Nadine Boller, gebürtige Schweizerin, ist Dokumentarfilmerin mit einer Liebe für Kirgistan. Ihr letzter Film „Erkinai – die Halbnomadin“ wurde auf Kika, dem deutschen Kinderkanal, gesendet. Für ihre neuesten Recherchen verbrachte sie mit ihrer kirgisischen Freundin Mahabat ein paar Tage in deren Heimatdorf Ak-Talaa, im Zentrum Kirgistans gelegen. In einersechs-teiligen Serie gibt Nadine einen sehr persönlichen Einblick in die Kultur und Geschichte des kleinen Dorfes und lässt uns hautnah dabei sein. Letzte Woche stellte Nadine uns das Dorf und seine Einwohner vor. Diese Woche beschäftigt sie sich mit dem Thema Brautraub in Kirgistan.
Teil 1: Mairamgül Eje, ihre Familie und die liebe Religion
An der Haustür empfängt uns Gülzat mit einem großen Lächeln. Ihr frecher Pony und ihr fröhliches Auftreten laden schnell zu einem Gespräch ein. Sie und Mairambek sind schon seit fünfzehn Jahren verheiratet und die Geschichte dazu ist äußerst unterhaltsam, meint sie.

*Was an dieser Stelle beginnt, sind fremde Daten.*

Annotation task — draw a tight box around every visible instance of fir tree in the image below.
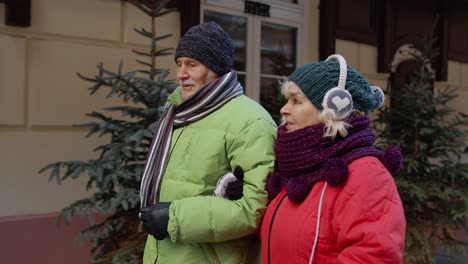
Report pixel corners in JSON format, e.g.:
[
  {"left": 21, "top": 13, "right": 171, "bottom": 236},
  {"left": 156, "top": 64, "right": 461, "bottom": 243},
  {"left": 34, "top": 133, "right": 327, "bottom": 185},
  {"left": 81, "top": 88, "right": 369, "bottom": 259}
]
[
  {"left": 374, "top": 40, "right": 468, "bottom": 264},
  {"left": 40, "top": 0, "right": 176, "bottom": 263}
]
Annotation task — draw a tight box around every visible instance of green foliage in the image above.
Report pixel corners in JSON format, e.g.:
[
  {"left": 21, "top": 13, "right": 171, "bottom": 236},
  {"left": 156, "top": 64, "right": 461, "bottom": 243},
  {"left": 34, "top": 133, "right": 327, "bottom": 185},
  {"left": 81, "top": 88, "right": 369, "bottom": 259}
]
[
  {"left": 374, "top": 38, "right": 468, "bottom": 264},
  {"left": 39, "top": 0, "right": 176, "bottom": 263}
]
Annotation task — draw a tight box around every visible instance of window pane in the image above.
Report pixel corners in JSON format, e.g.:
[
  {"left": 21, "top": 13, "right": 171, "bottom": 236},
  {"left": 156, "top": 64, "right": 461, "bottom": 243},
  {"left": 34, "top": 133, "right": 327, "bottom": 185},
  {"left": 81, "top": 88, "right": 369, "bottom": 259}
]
[
  {"left": 203, "top": 10, "right": 247, "bottom": 71},
  {"left": 260, "top": 22, "right": 297, "bottom": 76},
  {"left": 260, "top": 77, "right": 286, "bottom": 124},
  {"left": 237, "top": 73, "right": 246, "bottom": 94}
]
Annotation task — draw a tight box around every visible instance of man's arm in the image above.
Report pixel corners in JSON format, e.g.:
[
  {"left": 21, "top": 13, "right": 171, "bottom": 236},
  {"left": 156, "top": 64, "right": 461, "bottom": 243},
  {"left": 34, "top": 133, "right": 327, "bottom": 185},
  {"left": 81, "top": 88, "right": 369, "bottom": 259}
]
[{"left": 167, "top": 119, "right": 276, "bottom": 242}]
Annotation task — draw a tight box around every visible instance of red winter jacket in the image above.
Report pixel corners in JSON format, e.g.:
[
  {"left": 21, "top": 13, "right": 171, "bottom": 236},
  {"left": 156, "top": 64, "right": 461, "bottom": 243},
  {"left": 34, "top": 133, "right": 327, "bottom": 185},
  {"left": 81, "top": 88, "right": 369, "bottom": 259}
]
[{"left": 260, "top": 157, "right": 406, "bottom": 264}]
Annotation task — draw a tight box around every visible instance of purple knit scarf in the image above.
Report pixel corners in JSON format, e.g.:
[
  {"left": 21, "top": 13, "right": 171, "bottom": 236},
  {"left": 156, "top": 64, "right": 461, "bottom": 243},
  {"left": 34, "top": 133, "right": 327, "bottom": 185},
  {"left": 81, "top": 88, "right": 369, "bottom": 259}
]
[{"left": 266, "top": 115, "right": 402, "bottom": 203}]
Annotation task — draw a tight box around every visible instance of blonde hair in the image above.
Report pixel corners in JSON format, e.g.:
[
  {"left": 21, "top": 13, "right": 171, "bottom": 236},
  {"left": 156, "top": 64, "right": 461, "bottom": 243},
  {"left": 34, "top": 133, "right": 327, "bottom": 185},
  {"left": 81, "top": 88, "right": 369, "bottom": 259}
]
[{"left": 280, "top": 80, "right": 362, "bottom": 139}]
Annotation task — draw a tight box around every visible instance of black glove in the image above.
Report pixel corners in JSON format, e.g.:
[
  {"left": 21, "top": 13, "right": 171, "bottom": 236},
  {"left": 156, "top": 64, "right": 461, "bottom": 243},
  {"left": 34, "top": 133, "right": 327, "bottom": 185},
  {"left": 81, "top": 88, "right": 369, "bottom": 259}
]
[
  {"left": 226, "top": 166, "right": 244, "bottom": 200},
  {"left": 214, "top": 166, "right": 244, "bottom": 200},
  {"left": 140, "top": 202, "right": 171, "bottom": 240}
]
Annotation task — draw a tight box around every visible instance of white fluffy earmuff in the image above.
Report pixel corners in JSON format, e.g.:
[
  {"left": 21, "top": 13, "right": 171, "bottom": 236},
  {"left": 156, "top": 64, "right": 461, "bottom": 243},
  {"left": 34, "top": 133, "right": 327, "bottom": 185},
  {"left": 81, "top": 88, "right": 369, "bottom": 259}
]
[{"left": 322, "top": 54, "right": 353, "bottom": 118}]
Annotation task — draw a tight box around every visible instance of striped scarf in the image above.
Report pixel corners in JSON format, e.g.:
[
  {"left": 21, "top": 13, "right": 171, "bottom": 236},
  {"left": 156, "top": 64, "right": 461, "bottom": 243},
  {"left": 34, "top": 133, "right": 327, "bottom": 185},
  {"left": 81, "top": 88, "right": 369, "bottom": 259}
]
[{"left": 140, "top": 71, "right": 243, "bottom": 207}]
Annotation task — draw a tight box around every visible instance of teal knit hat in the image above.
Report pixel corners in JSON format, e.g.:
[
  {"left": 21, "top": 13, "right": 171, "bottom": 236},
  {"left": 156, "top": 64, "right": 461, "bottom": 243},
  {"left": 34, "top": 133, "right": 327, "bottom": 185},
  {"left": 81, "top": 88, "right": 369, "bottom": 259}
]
[{"left": 288, "top": 55, "right": 384, "bottom": 114}]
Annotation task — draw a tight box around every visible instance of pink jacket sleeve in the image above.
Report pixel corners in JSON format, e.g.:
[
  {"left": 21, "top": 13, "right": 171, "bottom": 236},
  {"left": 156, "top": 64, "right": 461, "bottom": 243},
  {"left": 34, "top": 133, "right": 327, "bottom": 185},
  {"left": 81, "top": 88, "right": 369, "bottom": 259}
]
[{"left": 332, "top": 157, "right": 406, "bottom": 264}]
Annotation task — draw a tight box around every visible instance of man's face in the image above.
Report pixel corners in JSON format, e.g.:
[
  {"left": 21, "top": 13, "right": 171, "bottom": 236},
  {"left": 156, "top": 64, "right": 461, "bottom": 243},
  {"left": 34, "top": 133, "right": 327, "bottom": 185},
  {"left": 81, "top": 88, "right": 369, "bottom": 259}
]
[{"left": 176, "top": 57, "right": 218, "bottom": 100}]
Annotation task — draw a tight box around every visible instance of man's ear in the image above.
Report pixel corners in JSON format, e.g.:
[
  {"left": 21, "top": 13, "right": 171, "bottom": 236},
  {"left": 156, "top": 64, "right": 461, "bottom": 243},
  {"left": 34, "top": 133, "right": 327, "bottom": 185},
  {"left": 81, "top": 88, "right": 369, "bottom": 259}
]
[{"left": 208, "top": 69, "right": 218, "bottom": 79}]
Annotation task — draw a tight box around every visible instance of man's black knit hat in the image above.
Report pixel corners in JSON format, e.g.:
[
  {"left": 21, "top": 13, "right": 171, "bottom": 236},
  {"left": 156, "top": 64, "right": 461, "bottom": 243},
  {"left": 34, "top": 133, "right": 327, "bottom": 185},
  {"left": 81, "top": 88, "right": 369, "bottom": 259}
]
[{"left": 175, "top": 22, "right": 234, "bottom": 76}]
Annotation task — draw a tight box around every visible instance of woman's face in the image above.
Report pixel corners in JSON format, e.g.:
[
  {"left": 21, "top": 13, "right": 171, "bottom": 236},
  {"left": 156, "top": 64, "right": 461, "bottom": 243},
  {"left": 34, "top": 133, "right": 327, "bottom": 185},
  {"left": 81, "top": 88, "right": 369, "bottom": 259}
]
[{"left": 280, "top": 82, "right": 320, "bottom": 132}]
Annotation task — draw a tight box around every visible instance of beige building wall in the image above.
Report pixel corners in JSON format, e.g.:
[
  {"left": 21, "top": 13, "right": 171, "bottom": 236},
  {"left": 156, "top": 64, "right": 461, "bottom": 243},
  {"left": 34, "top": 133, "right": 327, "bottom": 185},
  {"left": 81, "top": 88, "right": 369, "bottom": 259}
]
[
  {"left": 336, "top": 39, "right": 468, "bottom": 115},
  {"left": 0, "top": 0, "right": 180, "bottom": 217}
]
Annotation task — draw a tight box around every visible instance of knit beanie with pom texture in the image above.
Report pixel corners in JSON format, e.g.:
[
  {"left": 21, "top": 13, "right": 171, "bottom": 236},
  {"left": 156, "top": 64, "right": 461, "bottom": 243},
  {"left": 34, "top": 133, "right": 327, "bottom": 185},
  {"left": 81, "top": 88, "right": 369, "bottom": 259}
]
[
  {"left": 175, "top": 22, "right": 234, "bottom": 76},
  {"left": 288, "top": 60, "right": 384, "bottom": 114}
]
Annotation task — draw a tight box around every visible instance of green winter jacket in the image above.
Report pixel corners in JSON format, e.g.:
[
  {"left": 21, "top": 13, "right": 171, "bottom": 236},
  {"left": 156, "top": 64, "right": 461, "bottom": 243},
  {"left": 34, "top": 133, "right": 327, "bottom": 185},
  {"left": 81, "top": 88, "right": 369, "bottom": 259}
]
[{"left": 143, "top": 89, "right": 276, "bottom": 264}]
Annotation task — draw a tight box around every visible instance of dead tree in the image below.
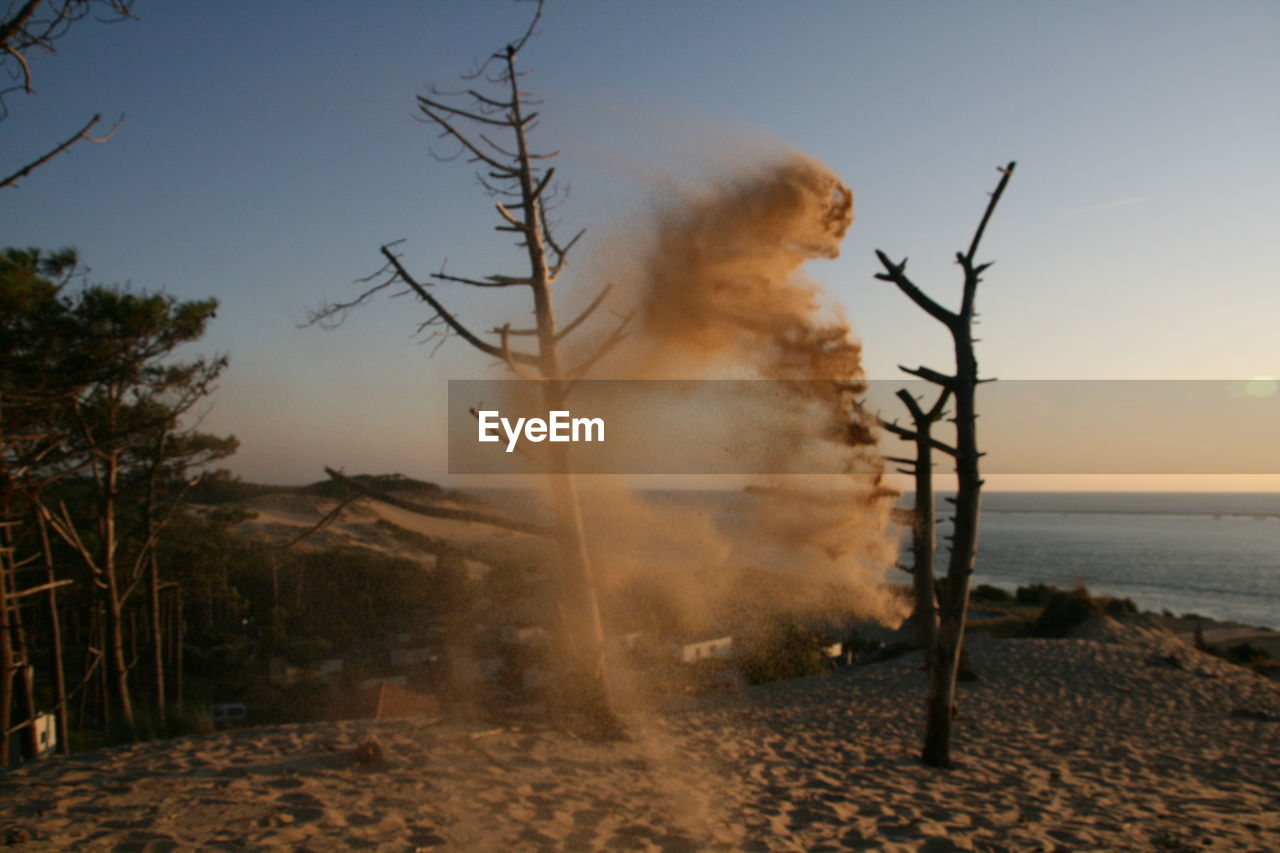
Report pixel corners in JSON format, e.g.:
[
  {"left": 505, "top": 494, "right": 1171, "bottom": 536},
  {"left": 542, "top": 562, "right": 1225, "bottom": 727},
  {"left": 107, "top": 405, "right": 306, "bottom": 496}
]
[
  {"left": 311, "top": 1, "right": 630, "bottom": 736},
  {"left": 881, "top": 388, "right": 951, "bottom": 672},
  {"left": 876, "top": 163, "right": 1015, "bottom": 767}
]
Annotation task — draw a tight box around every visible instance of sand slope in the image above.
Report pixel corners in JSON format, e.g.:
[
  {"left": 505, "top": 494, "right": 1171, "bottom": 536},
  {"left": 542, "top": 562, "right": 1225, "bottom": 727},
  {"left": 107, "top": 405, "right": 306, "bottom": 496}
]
[{"left": 0, "top": 627, "right": 1280, "bottom": 850}]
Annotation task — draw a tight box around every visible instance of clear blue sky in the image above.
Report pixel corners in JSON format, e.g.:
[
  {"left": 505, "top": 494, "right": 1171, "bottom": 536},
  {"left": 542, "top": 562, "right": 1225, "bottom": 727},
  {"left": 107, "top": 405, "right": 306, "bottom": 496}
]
[{"left": 0, "top": 0, "right": 1280, "bottom": 487}]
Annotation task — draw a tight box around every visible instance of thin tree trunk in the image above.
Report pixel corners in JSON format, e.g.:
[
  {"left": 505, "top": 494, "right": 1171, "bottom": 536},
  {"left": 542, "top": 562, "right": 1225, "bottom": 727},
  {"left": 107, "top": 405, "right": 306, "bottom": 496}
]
[
  {"left": 0, "top": 519, "right": 14, "bottom": 767},
  {"left": 36, "top": 512, "right": 70, "bottom": 756},
  {"left": 507, "top": 50, "right": 622, "bottom": 738},
  {"left": 911, "top": 438, "right": 938, "bottom": 672},
  {"left": 173, "top": 587, "right": 187, "bottom": 711},
  {"left": 99, "top": 450, "right": 134, "bottom": 730}
]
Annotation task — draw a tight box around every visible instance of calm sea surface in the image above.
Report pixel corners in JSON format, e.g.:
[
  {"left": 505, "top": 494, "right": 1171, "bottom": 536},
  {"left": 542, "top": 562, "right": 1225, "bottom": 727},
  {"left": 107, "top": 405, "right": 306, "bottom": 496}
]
[{"left": 473, "top": 491, "right": 1280, "bottom": 629}]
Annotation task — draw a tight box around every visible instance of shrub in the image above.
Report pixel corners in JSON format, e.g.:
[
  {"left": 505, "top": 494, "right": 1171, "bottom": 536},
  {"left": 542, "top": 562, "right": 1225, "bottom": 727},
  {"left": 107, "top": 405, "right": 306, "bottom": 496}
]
[
  {"left": 1097, "top": 598, "right": 1138, "bottom": 616},
  {"left": 1030, "top": 587, "right": 1097, "bottom": 637},
  {"left": 1014, "top": 584, "right": 1060, "bottom": 606},
  {"left": 970, "top": 584, "right": 1014, "bottom": 603},
  {"left": 735, "top": 619, "right": 827, "bottom": 684}
]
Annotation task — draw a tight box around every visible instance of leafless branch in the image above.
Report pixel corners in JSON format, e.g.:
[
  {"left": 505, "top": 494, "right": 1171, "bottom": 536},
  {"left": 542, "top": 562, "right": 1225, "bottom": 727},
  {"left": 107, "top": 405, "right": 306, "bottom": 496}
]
[
  {"left": 876, "top": 248, "right": 957, "bottom": 328},
  {"left": 897, "top": 365, "right": 956, "bottom": 389},
  {"left": 0, "top": 114, "right": 124, "bottom": 188},
  {"left": 381, "top": 245, "right": 538, "bottom": 364}
]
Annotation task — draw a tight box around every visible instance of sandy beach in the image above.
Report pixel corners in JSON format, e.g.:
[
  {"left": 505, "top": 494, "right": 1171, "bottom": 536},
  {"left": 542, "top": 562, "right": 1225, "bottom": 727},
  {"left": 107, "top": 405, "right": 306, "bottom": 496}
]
[{"left": 0, "top": 629, "right": 1280, "bottom": 850}]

Denn in Kirgistan gibt es nämlich noch Brautraube, was ein großes und ernsthaftes Problem darstellt. Aber überraschenderweise erzählen viele ältere Frauen und Männer mit Leichtigkeit darüber. Auf der weiblichen Seite scheint eine gewisse Akzeptanz ihrer Opferposition gegenüber da zu sein, und die Männer auf dem Lande nehmen das Thema generell etwas weniger dramatisch dahin. „Klar, am Anfang wehren sich alle Frauen, die entführt worden sind. Aber in den meisten Fällen lernen sie ihren Mann irgendwann schon zu lieben“, meint Mairambek.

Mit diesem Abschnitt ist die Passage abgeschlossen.